Joane Goodroe, RN, president and CEO of Goodroe Healthcare Solutions in Norcross , Ga. , helped Harrisburg and the other hospitals apply for the gainsharing clearances. H ospitals have long wanted physicians to help standardize the devices they use, but Goodroe says they could not do so without paying for their time, which would have violated the federal antikickback statute.

For years, Goodroe and others failed to get special clearance for gainsharing from the OIG. Then Goodroe developed a fairly complex set of rules that passed OIG muster. So far, the arrangements have been approved only for cardiology and cardiac surgery, but Goodroe is now working on one for orthopedics. The arrangements differ somewhat from hospital to hospital, and the OIG must approve each one. But in essence, they boil down to some basic steps.

Under the arrangements, physicians are paid as much half of the realized savings. Hospitals can propose ways to standardize products, but physicians make the final decisions, and they must continue to have access to items they used before. If the hospital achieves more than a predetermined level of savings, physicians cannot share in the money above that level, and physicians cannot be paid again for the same savings they realized the year before. Also, the hospital must continuously monitor effects on patient care.

Goodroe stresses that “the only way you are going to involve physicians in this process is if they are paid for their time.” Their work goes into assessing devices, exploring clinical implications of proposed changes, helping negotiate rates with vendors and then actually changing work patterns. “Time is money,“ she adds.

Goodroe says the arrangements approved so far have yielded savings of as much as $4 million a year. “The level of interest is huge,” she says, adding that she has received dozens of inquiries, including a few from “major organizations” that she will not name.

Although the OIG approved Goodroe's basic arrangement for 346-bed St. Joseph 's Hospital of Atlanta back in 2001, she says many hospitals did not view it as transferable to them until the recent batch of OIG approvals. In addition to Harrisburg , the approvals went to 223-bed Sisters of Charity Providence Hospital in Columbia , S.C. , and two unnamed hospitals.
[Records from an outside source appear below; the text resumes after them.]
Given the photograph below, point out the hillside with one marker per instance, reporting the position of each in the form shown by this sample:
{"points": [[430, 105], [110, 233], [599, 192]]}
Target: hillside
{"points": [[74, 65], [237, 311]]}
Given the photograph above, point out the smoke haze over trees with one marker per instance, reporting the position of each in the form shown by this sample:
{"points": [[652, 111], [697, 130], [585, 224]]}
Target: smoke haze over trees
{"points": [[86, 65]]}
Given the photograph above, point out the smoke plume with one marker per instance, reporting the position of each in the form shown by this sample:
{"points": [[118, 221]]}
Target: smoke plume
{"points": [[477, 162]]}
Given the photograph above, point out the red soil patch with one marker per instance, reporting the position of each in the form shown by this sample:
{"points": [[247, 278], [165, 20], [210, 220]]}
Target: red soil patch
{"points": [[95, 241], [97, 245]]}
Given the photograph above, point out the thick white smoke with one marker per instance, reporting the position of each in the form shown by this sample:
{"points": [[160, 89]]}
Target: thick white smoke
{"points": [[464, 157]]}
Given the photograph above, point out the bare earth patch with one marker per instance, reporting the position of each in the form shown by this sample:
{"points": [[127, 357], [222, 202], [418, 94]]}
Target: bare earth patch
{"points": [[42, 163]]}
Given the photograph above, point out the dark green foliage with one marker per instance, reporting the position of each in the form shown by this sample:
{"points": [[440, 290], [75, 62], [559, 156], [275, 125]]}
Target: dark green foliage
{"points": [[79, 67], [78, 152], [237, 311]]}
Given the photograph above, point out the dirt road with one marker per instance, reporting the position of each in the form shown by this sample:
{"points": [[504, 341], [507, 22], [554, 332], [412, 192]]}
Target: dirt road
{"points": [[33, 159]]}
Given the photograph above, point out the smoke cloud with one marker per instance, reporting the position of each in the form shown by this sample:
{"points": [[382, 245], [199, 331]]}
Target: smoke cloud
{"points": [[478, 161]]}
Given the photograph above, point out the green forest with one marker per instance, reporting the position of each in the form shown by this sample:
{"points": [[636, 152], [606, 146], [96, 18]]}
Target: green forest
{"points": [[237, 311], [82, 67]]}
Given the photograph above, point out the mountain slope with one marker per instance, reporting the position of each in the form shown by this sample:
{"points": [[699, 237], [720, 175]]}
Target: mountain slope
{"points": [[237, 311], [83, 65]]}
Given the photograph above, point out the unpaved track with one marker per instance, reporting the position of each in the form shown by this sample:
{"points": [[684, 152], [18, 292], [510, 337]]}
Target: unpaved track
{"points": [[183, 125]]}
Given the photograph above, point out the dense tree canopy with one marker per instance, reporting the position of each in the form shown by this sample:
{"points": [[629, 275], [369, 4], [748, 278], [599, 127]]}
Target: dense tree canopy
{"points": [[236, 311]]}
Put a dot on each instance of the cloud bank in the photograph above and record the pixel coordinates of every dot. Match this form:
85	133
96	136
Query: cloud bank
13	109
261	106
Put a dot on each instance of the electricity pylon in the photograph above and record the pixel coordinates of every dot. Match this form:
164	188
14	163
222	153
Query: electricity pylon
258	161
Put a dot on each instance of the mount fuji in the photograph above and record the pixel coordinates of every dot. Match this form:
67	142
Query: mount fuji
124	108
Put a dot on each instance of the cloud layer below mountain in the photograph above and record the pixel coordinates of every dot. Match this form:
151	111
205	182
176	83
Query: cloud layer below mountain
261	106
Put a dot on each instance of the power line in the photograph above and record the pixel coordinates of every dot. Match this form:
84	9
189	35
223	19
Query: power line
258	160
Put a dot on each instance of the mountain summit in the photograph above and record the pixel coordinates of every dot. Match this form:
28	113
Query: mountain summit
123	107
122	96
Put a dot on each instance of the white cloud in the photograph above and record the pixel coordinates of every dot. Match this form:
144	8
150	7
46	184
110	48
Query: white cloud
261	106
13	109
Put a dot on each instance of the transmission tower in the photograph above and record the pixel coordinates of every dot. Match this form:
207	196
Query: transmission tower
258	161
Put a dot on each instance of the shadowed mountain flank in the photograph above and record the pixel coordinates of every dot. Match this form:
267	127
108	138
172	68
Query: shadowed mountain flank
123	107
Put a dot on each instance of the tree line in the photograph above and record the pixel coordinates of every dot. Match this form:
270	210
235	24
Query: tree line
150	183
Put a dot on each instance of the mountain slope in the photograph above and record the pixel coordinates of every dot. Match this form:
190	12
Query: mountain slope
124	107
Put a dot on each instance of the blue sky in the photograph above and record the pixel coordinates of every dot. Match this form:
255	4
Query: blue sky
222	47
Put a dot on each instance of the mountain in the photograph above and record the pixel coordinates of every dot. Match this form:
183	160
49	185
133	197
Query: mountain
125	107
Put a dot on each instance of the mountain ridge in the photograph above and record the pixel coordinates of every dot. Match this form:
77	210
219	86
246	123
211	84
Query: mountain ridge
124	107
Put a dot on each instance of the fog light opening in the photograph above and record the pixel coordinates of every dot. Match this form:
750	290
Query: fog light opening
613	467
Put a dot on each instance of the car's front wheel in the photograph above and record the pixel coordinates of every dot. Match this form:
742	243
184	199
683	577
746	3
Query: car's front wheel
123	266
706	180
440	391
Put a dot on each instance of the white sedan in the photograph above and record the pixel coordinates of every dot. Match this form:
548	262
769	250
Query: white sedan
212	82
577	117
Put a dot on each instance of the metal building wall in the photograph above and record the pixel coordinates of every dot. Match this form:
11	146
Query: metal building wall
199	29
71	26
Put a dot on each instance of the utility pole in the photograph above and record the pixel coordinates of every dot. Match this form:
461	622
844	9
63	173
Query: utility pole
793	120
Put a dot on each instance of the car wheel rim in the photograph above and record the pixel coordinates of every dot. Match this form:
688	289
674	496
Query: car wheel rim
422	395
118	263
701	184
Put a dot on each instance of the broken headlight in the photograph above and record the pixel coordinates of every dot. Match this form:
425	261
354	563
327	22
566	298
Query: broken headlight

Dr. Longenderfer says Harrisburg started with its 50 cardiologists because most of them were in just two major groups and a few had already been discussing costs. But the cardiologists had to take a financial risk. “The doctors understood that if the federal government didn't approve this, there would be no reward at the end,” he says.

“Physicians participated in a lot of meetings,” Dr. Longenderfer says. ”We had to lay out our goals.” After the process got started, “we had a lot of day-to-day contacts with them, sharing our information (on utilization),” he says.

The arrangement covers 16 items, including stents, balloons and interventional guidewires. “There was an attempt to standardize, but it was device by device, and we ended up with two vendors for most devices,” Dr. Longenderfer says. He adds that the cardiologists also sat at the bargaining table in negotiations with vendors.

“The physicians were able to take a look at things vendor by vendor, and for example, they might say that with this device we should go 70 percent with one vendor and 30 percent with another, rather than 50-50,” he says. “That was very helpful.”

“The way I look at it,” Dr. Longenderfer says, “this is one more tool to help bring the doctors into a little closer alignment with the hospital.”